Est-il ainsi concevable que, dans les départements d’outre-mer, le conseil général et le conseil régional disposent chacun de compétences spécifiques en matière de transports, ce qui rend difficile la mise en place d’une politique cohérente dans ce domaine à l’échelle du territoire ?

Cette dualité institutionnelle n’offre pas non plus aux collectivités un cadre adapté à l’exercice satisfaisant des pouvoirs spécifiques d’adaptation que leur confère l’article 73 de la Constitution.

Une réponse positive à l’une de ces deux questions permettrait ainsi d’en revenir à davantage de simplicité et de cohérence : un territoire, une collectivité ; une assemblée élue, un exécutif responsable devant cette assemblée.

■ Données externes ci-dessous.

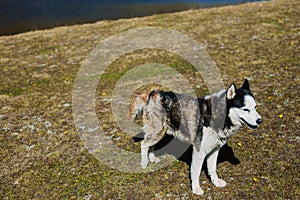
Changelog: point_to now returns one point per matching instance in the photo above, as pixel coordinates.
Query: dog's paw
(198, 190)
(153, 158)
(219, 183)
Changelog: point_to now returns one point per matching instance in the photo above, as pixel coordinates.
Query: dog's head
(242, 107)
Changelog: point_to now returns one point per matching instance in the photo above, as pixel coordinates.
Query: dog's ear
(246, 85)
(231, 91)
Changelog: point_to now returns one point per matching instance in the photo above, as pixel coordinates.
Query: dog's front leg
(197, 161)
(212, 169)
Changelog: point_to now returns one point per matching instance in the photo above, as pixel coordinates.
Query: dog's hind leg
(197, 162)
(212, 167)
(151, 138)
(152, 157)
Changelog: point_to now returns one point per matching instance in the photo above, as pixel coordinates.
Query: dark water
(18, 16)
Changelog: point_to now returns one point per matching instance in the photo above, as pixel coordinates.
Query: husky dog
(206, 123)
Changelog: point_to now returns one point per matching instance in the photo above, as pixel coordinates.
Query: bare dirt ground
(42, 156)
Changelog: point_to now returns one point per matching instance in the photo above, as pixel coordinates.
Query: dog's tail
(138, 137)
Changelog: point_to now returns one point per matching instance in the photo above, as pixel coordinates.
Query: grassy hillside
(42, 156)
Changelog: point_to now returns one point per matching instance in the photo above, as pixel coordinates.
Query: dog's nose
(259, 121)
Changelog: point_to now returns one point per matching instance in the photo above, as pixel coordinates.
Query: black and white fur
(206, 123)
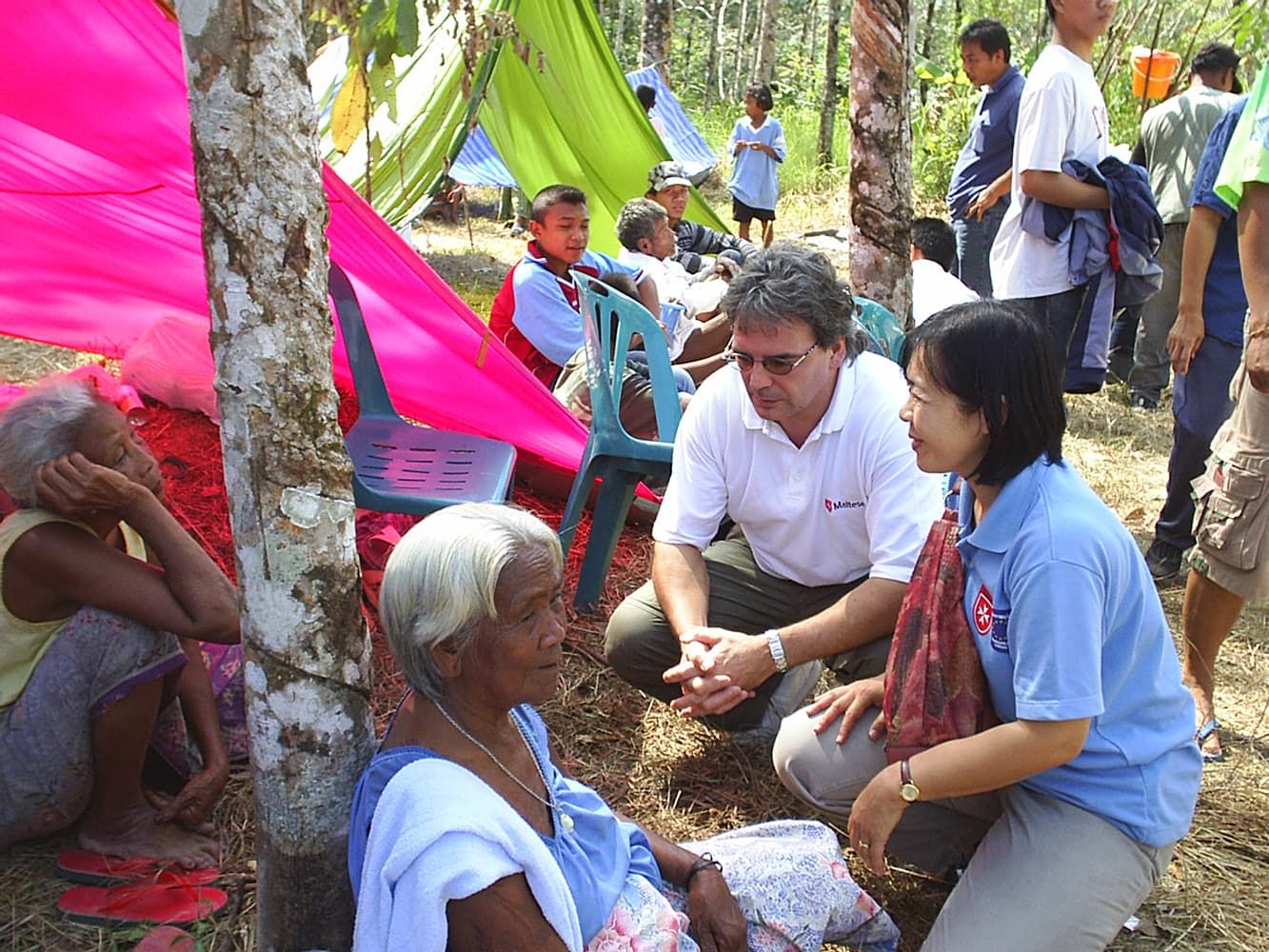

Ce nouveau statut résulterait d’une loi organique, si le « oui » l’emporte le 10 janvier, ou d’une loi ordinaire, si le « oui » l’emporte le 24 janvier, élaborée après une phase d’étroite concertation avec les élus locaux.

Si le « non » l’emporte à ces deux consultations, nous ne resterons pas pour autant dans l’immobilisme. Le projet de réforme des collectivités territoriales aura en effet vocation à s’appliquer dans les départements et régions d’outre-mer qui n’auront pas fait le choix d’une évolution spécifique. Comme en métropole, le projet prévoit que des conseillers territoriaux siègeront à la fois dans les conseils généraux et dans les conseils régionaux.

Mesdames, messieurs les sénateurs, vous l’avez compris, la première consultation portera sur l’autonomie institutionnelle, et la seconde, si elle est organisée, sur la rationalisation des structures administratives. Comme je l’ai rappelé en préambule, le Gouvernement n’entend pas prendre parti entre l’une et l’autre de ces options.